The specified values are minimum values. If a higher version of TLS and/or a higher level of recipient mail server authentication are possible, Zivver will apply those. If the header is present but one or both values are missing or invalid, Zivver will default to:

  • tls=tls1.2
  • auth=certificate-validation

If this header is used, each recipient will now be verified according to the following order of priority:

Order of priorityVerification methodDelivery method
#1Zivver accountZivver message notification1
#2NTA 7516Direct delivery email
#3Direct DeliveryDirect delivery email
#4Custom access rightsZivver message notification
#5Transport security complianceDirect delivery email
#6Time-based one-time passcode via SMSTime-based one-time passcode via SMS
#7Access code verificationZivver message notification
#8Email verificationZivver message notification

See the full table with explanations of each verification method in the ‘default behavior’ section above.

Note
NTA 7516 (order of priority #2) still gets precedence over the specified minimum level of transport security because Zivver always applies the highest possible level of transport security. Zivver account verification (order of priority #1) still gets precedence over the specified minimum level of transport security because Zivver currently gives precedence to the delivery preference of the recipient(‘s organization).
Note
It is still possible to specify recipient access rights as described in the previous section.
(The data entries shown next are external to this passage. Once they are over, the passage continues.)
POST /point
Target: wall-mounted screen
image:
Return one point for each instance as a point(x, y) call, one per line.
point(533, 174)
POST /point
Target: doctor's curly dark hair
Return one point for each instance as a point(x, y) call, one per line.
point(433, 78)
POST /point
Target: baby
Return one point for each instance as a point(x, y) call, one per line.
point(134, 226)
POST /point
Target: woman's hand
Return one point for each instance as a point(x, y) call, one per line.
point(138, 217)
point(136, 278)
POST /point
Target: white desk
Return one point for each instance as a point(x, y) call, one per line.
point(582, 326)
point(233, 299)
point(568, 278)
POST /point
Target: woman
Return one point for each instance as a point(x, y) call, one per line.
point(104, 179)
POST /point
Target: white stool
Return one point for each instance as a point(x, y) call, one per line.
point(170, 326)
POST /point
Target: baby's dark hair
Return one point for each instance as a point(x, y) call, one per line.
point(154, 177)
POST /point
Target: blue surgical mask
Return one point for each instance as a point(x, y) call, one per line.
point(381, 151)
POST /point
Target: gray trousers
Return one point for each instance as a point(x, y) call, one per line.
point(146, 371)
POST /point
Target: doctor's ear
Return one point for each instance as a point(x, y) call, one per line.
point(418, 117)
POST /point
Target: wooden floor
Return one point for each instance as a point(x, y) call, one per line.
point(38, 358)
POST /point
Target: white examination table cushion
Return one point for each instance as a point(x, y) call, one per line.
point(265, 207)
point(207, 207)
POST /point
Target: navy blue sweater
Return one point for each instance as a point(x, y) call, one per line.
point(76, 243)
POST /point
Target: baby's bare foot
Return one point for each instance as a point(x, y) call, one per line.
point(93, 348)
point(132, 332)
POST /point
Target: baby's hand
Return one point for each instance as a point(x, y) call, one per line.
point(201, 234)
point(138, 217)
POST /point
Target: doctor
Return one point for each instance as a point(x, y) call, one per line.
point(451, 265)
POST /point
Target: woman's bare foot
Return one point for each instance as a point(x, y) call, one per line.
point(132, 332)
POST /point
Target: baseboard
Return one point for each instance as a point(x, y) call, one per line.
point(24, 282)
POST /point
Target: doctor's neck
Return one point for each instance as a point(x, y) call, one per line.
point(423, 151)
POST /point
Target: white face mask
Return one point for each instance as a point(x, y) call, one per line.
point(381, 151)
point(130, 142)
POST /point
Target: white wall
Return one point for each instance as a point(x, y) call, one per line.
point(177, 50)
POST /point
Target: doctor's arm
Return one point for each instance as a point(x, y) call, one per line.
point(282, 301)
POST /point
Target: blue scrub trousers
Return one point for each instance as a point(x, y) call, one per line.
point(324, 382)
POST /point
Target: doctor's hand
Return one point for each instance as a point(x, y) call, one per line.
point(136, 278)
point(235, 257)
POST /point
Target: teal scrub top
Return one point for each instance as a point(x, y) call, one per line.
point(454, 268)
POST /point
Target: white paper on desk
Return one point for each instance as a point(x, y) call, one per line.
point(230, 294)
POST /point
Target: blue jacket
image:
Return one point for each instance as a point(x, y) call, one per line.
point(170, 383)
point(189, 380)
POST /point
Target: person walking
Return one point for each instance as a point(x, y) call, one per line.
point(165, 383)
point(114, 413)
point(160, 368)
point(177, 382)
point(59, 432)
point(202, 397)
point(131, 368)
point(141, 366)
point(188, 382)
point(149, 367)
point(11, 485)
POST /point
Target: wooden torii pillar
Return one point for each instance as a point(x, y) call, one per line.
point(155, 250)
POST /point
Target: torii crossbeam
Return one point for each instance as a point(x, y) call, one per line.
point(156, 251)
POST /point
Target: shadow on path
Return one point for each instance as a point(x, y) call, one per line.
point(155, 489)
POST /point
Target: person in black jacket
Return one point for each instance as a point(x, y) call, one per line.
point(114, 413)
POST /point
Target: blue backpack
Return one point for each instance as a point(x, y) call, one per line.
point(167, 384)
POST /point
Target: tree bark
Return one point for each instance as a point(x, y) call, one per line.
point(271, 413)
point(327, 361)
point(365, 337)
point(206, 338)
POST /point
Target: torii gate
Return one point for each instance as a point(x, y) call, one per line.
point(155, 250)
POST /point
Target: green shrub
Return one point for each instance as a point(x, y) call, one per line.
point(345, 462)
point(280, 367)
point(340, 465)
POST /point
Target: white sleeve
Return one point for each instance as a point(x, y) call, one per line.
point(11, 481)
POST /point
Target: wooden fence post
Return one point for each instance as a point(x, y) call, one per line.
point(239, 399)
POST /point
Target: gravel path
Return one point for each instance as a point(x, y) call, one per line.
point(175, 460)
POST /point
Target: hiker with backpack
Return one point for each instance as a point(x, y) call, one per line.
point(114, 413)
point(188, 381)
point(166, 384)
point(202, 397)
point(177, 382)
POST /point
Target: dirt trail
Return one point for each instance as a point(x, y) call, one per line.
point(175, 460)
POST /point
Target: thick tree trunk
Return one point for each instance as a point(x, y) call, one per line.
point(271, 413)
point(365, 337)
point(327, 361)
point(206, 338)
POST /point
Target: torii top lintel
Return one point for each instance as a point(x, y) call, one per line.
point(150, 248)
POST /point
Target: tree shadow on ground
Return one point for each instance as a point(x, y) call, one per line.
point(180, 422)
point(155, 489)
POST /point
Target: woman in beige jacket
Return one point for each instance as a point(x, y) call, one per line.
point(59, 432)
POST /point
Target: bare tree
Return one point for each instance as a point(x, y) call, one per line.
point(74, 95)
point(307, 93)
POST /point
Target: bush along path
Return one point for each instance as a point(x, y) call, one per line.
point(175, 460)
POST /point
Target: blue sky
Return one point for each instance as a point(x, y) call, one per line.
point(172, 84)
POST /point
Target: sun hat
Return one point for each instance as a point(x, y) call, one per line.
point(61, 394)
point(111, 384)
Those access rights would be used if Zivver falls back to a Zivver notification message.

Explicitly fall back to email verification

When direct delivery with the specified minimum level of transport security is not possible, Zivver falls back to the default behavior. See above. There is one exception: By default, Zivver prevents falling back to email verification if the email verification access code goes through a connection that does not have the minimum level of transport security.

You can override this default by including this custom email header and value:
zivver-minimum-recipient-verification: verification-email

Only when this header is included with the above value, Zivver enables falling back to email verification. If the header is included but the value is missing or invalid, Zivver prevents falling back to email verification. If falling back to email verification is not permitted and there is no other verification method available, Zivver returns to the sender a failed delivery status in a notification.
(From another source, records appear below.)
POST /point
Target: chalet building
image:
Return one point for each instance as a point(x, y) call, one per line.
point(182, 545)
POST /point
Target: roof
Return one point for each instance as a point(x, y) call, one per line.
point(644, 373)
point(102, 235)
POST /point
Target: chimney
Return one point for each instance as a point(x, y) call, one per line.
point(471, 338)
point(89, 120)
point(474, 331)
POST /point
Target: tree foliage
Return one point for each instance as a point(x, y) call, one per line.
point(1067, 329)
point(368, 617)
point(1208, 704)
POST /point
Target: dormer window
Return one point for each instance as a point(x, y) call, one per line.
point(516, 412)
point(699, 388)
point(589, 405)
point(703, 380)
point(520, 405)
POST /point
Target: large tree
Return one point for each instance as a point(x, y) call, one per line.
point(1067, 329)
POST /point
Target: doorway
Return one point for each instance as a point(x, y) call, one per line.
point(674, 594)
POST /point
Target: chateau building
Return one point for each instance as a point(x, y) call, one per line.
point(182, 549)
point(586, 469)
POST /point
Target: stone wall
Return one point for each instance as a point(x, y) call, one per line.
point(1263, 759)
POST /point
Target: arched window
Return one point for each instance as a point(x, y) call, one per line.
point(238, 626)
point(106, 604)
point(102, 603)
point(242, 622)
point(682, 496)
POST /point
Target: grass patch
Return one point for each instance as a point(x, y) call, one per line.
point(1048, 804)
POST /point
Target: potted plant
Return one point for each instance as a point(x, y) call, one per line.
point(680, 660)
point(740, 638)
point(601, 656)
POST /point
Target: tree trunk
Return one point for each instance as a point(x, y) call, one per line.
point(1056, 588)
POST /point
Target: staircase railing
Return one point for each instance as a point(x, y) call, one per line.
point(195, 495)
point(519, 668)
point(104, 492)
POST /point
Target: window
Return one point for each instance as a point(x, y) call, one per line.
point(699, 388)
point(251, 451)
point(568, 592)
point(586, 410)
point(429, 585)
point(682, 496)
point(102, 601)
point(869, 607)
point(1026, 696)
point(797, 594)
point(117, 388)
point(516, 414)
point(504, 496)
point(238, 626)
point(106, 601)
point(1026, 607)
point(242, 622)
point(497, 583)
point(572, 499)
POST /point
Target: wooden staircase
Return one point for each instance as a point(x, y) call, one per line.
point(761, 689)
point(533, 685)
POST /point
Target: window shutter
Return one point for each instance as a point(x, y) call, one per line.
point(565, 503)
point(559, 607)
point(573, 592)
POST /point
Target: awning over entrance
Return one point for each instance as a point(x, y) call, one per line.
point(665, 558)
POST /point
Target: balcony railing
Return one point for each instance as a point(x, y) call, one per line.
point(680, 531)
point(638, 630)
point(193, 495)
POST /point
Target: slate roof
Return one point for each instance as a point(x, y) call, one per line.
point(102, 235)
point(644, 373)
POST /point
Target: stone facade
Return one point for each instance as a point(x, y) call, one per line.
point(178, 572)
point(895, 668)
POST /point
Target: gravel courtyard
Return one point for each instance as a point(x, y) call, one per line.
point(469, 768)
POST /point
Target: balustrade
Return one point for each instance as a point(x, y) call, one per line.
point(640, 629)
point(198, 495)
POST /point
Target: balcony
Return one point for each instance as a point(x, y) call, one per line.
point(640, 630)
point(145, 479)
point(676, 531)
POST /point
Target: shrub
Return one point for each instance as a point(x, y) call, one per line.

Attachment handling for direct delivery messages

When an email is directly delivered to the recipient(s), attachments smaller than 10MB will be added to the message as regular attachments. Attachments larger than 10MB will be added as secure download links to avoid failed deliveries.
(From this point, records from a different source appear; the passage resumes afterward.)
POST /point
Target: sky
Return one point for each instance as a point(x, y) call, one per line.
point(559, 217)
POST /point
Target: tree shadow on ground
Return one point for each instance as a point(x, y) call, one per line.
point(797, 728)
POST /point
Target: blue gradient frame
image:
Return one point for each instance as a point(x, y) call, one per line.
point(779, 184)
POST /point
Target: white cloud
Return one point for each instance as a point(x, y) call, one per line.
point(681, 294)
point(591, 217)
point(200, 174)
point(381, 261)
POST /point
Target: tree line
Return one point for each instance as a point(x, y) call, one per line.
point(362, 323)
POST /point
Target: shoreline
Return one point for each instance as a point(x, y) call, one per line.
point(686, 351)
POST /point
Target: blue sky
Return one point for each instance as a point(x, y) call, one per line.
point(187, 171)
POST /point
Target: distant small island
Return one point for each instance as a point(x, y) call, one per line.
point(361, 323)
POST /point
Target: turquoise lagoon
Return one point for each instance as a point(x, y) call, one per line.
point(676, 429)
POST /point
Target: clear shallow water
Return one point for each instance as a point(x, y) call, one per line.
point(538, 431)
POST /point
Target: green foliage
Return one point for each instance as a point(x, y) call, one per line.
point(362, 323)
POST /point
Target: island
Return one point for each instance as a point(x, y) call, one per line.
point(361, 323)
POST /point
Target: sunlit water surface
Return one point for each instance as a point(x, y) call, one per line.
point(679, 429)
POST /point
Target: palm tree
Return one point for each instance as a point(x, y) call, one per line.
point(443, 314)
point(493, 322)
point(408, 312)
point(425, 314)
Downloading the attachment via the secure download link requires verification of the recipient. They either need to be logged in to their Zivver account or will be verified using email verification.

Email verification in this case is always possible: the message has been directly delivered, which means the required level of transport security was met.

Note
A secure download link remains valid. When a recipient requests an access code via email, Zivver does not re-check if the recipient mail server meets the minimum level of transport security that was required for delivery of the original message.